In the continuing search to develop our photographic vision it’s often said that trying a new or different approach yields the best results. While we employ many tried and true techniques in our craft that help to define our style, it’s the ongoing challenge to see the world anew that offers the greatest rewards in helping us grow creatively.
If you typically use wide-angle lenses switch to a telephoto and isolate elements from the bigger picture. When shooting under sunny skies is the norm try the soft diffused light of an overcast day to eliminate shadows and create rich, saturated colors. As I’ve mentioned before, filters can also be an indispensable tool in shaping and controlling light in the field, and are almost always preferable to post processing. One exception is the conversion to monochrome.
With today’s powerful controls in Lightroom and Nik Software’s Silver Efex Pro, it’s now possible to make gorgeous black and white conversions from our color files that express all the subtleties and tonal range once only achievable with film and a darkroom. The challenge here is to seek out images that work well in monochrome. Typically high contrast scenes with defined edges and shadow detail are strong contenders, but there are no hard fast rules and experimentation is the key.

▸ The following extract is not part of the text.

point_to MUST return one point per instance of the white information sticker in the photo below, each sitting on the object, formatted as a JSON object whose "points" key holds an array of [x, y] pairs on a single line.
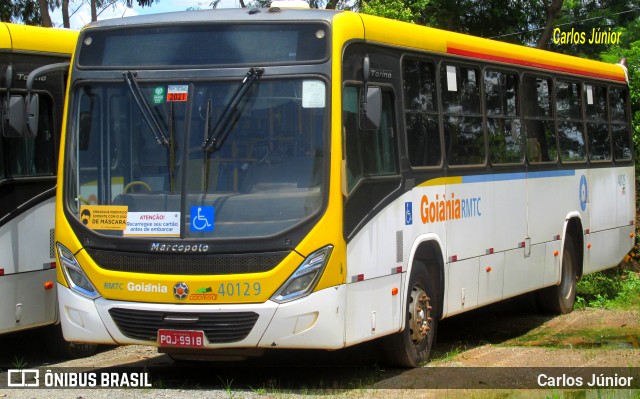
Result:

Although I don’t always shoot with black and white in mind, I’ve discovered many images in my files that express my emotional response to the scene much clearer than the color version. Most current digital cameras do have a black and white shooting mode, but it’s always preferable to shoot in RAW and then convert using the full tonal adjustments available in the programs I’ve mentioned. The added benefit is that you always have your original when color is the best option.
So spend some time reviewing your images with a new perspective in mind. You might just find some real gems that were waiting to be discovered in the world of light and shadow.